I talk a lot about using data to solve seemingly intractable urban problems and blog about my company’s work using analytics to guide transportation policy.
Our cities are a living, breathing organism. Our streets are the arteries, and people, goods, and various modal alternatives are the lifeblood. Everything is interconnected. Decisions that may initially seem specific to a certain mode have greater ramifications across a system. The following ideas/links underscore that theme:
- Cities have ample opportunities to change commuter behavior by creating employee incentives, promoting multi-modal transit apps, and creating partnerships with ride-sharing services.
- The type of parking system a city implements can have serious impacts on parking supply.
- Mobility is impacted by parking not just in substantial ways, but in every way.
- We can solve for congestion and limited reach in underserved areas by rethinking where we locate businesses and promoting work from home.
- Parking ticket payment plans can help encourage critical access for those most in need.
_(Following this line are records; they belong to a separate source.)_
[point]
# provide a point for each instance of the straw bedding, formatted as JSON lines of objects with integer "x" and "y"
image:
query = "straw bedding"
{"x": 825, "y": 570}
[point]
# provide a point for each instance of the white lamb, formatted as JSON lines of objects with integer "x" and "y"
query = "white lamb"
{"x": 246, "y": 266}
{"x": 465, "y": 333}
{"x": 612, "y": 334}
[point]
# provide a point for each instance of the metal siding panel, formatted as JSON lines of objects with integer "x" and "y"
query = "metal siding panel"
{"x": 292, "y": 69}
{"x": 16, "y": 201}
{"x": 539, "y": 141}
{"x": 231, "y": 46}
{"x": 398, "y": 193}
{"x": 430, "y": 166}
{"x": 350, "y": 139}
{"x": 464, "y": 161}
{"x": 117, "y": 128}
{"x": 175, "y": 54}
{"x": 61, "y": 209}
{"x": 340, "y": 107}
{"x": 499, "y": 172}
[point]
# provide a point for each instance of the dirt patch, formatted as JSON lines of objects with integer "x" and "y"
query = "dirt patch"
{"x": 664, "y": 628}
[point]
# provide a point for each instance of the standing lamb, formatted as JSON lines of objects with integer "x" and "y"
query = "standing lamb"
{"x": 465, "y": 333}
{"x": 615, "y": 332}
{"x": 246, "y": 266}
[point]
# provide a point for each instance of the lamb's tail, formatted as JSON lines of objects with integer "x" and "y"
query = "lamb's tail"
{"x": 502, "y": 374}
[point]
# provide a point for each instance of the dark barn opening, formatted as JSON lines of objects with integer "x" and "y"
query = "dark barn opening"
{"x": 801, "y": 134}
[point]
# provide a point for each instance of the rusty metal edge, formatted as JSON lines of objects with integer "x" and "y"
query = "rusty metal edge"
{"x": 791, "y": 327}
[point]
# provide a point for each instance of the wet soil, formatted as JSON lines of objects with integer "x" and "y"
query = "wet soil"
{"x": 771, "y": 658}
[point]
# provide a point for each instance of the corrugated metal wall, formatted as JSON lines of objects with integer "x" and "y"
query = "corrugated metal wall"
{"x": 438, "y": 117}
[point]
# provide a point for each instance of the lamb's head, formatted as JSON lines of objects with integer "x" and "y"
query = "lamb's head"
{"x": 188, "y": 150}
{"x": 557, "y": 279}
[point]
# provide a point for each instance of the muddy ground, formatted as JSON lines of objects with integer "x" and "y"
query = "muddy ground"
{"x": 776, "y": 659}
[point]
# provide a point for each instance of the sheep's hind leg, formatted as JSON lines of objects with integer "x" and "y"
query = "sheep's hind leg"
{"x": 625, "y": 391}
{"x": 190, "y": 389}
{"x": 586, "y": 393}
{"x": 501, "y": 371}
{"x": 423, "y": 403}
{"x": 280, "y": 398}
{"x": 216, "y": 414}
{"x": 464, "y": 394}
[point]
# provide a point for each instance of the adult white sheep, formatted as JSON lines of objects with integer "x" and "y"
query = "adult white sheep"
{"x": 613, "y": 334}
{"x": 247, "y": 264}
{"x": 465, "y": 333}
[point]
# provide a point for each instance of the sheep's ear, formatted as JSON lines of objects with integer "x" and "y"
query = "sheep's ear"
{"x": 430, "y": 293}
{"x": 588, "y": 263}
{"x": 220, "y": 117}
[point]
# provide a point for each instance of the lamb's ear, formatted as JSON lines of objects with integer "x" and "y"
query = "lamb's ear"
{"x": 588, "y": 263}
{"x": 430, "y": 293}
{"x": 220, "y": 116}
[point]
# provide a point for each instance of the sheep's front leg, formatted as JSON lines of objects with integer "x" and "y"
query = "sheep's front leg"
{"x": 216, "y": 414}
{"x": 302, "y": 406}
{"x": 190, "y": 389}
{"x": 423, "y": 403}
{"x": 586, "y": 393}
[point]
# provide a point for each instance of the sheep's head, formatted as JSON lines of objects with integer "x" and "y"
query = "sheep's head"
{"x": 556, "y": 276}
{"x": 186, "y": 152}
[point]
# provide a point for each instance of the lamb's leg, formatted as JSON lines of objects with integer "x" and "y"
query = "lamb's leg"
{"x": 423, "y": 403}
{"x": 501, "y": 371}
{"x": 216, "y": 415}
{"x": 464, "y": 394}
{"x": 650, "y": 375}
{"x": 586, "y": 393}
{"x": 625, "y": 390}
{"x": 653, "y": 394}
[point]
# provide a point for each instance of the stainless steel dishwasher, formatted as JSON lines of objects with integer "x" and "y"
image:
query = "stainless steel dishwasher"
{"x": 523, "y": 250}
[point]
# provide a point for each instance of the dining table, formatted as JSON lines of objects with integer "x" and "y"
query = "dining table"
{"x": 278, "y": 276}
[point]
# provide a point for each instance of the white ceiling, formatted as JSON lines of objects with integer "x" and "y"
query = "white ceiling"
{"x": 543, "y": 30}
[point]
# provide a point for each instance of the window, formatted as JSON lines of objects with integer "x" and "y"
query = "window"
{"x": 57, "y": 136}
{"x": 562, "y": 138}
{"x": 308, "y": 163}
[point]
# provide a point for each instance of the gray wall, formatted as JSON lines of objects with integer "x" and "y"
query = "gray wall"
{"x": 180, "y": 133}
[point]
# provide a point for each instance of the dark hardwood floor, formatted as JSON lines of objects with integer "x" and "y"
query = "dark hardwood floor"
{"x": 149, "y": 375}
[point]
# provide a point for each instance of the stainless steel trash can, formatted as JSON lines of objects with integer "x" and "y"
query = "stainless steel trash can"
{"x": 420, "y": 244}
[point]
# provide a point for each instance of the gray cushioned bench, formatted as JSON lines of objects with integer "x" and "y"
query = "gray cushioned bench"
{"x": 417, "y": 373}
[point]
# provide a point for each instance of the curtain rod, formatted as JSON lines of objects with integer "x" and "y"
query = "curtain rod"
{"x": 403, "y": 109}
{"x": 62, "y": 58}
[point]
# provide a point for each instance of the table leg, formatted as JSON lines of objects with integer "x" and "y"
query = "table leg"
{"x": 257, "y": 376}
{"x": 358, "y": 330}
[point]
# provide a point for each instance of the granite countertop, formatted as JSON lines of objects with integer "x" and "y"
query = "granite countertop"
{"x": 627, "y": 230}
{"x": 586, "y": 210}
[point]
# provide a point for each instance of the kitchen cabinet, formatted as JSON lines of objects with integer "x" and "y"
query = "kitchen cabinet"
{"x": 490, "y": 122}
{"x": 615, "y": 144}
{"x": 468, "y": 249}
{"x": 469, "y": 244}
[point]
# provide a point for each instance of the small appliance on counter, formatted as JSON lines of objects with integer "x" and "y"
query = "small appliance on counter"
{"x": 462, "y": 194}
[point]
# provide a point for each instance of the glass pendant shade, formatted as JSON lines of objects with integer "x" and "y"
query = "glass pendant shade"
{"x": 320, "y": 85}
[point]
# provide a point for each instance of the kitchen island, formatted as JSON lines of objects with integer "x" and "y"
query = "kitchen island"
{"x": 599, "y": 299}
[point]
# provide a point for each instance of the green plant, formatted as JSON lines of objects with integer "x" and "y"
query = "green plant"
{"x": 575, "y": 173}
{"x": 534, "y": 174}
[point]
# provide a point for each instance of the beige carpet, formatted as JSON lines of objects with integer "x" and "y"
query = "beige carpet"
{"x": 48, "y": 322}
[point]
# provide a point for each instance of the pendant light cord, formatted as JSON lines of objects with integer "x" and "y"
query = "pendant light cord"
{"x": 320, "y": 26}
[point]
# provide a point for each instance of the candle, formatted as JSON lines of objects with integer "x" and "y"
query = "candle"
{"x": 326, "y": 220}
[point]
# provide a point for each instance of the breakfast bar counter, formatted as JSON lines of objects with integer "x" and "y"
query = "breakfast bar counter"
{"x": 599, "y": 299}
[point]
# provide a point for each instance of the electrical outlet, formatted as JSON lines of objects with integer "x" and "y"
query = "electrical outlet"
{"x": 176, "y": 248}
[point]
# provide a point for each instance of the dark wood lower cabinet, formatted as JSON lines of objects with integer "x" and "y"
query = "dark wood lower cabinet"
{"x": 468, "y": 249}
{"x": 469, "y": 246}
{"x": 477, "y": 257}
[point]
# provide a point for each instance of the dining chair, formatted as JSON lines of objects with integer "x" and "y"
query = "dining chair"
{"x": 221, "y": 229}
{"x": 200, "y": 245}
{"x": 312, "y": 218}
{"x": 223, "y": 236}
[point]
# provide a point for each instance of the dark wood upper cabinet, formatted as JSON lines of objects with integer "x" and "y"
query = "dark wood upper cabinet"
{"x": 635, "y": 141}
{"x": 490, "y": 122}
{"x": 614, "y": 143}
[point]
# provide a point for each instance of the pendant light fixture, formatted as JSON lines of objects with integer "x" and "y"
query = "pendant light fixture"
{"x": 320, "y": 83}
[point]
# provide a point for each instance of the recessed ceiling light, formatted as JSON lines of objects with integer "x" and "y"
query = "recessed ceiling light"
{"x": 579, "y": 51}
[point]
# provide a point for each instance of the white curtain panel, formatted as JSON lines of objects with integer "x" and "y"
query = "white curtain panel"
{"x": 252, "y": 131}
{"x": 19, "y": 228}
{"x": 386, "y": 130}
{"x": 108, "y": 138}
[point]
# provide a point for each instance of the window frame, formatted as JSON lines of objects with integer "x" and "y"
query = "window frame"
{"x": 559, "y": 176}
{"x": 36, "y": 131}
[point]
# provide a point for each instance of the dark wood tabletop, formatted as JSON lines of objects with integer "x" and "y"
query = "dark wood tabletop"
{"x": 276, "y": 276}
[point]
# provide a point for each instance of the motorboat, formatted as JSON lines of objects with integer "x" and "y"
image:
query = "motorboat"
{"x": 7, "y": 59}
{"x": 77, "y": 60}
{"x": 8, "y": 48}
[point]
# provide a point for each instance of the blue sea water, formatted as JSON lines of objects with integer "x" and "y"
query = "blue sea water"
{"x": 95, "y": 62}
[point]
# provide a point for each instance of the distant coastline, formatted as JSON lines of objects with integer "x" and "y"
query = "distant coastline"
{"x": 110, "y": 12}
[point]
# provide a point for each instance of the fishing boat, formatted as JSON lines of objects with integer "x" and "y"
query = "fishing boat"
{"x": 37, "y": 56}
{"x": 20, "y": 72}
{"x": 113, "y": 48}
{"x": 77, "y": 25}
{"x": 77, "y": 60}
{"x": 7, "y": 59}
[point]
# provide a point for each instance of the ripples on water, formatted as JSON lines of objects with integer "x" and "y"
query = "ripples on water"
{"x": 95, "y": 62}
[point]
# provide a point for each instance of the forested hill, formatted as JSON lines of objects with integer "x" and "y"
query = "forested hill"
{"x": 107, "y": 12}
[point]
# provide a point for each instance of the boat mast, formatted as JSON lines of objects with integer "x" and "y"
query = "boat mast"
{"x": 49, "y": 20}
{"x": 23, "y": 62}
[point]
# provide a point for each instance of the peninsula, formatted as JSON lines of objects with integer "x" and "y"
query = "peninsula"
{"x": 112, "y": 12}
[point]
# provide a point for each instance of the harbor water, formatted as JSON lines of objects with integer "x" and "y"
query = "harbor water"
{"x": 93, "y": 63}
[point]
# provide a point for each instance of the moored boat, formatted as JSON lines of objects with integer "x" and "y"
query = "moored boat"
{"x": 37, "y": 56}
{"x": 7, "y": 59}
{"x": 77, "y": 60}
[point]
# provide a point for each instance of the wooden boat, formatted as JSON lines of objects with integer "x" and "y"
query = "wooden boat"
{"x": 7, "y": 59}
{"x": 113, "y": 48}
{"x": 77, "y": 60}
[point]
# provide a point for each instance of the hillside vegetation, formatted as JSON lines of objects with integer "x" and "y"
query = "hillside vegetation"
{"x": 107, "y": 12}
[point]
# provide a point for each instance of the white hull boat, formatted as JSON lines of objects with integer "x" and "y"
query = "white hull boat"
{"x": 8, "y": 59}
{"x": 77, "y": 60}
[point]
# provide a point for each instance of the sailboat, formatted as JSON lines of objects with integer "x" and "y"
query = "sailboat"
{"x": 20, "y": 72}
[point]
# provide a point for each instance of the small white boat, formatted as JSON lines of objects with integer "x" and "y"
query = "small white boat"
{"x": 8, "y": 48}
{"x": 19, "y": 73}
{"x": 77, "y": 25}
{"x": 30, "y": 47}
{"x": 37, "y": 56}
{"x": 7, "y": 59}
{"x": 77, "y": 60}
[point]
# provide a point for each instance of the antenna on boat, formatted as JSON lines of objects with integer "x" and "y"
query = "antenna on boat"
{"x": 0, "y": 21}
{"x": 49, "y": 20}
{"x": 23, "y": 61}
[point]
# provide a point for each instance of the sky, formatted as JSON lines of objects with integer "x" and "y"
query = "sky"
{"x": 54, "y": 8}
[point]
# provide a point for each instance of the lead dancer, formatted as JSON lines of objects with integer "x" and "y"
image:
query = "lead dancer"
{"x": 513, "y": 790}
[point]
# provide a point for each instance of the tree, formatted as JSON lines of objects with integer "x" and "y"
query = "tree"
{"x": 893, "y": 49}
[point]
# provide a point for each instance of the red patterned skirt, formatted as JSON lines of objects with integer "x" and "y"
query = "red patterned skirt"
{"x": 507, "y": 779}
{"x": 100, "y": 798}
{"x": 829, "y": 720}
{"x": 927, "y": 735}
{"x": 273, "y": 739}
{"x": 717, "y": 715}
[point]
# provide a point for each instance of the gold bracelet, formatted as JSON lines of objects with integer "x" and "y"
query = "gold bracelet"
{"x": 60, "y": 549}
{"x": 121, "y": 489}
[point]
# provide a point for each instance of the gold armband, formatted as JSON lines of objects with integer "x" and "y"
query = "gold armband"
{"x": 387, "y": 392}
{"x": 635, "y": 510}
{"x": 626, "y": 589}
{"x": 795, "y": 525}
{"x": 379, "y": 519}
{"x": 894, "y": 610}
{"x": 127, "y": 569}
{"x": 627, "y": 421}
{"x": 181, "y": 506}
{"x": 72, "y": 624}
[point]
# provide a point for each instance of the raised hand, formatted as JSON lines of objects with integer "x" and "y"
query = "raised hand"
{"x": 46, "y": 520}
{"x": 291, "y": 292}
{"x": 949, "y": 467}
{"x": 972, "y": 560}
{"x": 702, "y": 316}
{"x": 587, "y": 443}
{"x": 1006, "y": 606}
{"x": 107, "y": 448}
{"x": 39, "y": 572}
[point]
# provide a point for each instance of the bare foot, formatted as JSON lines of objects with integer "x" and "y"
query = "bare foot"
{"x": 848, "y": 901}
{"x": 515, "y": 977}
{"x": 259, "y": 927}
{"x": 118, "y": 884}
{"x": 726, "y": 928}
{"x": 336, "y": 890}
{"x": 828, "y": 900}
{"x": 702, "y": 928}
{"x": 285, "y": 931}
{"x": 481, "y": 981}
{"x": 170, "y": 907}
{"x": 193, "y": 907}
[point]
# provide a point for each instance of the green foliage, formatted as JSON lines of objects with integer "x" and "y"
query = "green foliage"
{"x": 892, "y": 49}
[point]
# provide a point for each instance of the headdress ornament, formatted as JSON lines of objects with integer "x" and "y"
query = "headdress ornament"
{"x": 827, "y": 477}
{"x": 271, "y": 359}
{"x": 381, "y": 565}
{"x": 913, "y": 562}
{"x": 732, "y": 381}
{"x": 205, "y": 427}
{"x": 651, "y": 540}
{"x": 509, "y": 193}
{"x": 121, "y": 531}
- We need to rethink parking enforcement. Not all tickets are the same.
- Technology need not be expensive to solve transportation problems. “Asset lite” and demand pricing solutions can improve commutes.
- The future is ripe for change.
Last year, we also helped publish a couple of research papers about lean data collection systems and curbside space demarcation.
In 2017, we’ll continue to target assumptions and focus on the impacts decisions have across various modes, hopefully providing more data-driven thoughts about how cities can further improve access, livability, and traffic.